Biography
Rosângela Rennó Gomes (Belo Horizonte, MG, 1962) is a Brazilian artist who lives and works in Rio de Janeiro. Her work consists of photographic images from public and private archives that question the nature of an image and its symbolic value. With the use of photographs, installations and objects, she appropriates and sheds new light on an anonymous body of photographs and negatives found mostly in flea markets, family albums, newspapers and archives. Rennó's interest in discarded images and habit of collecting were decisive in establishing her work strategies.
Rennó aims to generate interest in what she calls “the little stories of the downtrodden and the vanquished” (Rennó, 2004). These stories include the “inglorious” episodes of history, the shameful events of the past that successive Brazilian political regimes would like to gloss over, which she says can be found or uncovered in the “lowest categories of the image”: vernacular photography, identification shots, portraits.
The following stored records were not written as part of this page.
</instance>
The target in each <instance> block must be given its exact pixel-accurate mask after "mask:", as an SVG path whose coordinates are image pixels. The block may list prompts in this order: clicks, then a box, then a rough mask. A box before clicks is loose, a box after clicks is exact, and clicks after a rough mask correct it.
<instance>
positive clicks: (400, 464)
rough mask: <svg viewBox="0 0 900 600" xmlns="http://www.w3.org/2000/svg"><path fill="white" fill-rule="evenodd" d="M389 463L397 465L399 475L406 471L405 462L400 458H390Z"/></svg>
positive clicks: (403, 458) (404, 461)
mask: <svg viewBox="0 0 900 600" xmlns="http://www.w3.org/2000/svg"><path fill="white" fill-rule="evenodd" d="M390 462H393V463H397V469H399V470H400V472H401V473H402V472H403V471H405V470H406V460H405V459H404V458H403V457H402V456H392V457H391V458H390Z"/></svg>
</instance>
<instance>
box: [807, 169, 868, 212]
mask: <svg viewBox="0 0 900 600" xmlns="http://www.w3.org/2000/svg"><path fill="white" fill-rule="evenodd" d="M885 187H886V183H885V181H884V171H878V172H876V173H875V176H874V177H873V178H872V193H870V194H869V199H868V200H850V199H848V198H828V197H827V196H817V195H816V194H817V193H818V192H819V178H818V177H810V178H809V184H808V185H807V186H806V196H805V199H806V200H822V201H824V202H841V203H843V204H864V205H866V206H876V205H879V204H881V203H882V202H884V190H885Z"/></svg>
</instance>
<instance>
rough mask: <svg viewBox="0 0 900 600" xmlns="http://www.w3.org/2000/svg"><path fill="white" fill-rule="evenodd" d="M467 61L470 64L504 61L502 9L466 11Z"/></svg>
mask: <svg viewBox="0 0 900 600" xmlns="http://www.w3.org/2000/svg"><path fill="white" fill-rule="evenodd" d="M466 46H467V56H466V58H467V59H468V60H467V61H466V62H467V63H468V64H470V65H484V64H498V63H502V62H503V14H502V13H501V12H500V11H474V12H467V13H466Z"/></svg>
Rennó does not take photographs herself instead she recycles existing photographs of this kind.Rennó's decision to recycle photographs is influenced by the ideas of Czech photo-theorist Vilém Flusser who lived for many years in Brazil as well as the German photographer and theorist, Andreas Muller Pohle. In particular, Muller Pohl's idea of ‘an ecology of images’ informs Renno's practice of conserving and recycling images that already exist.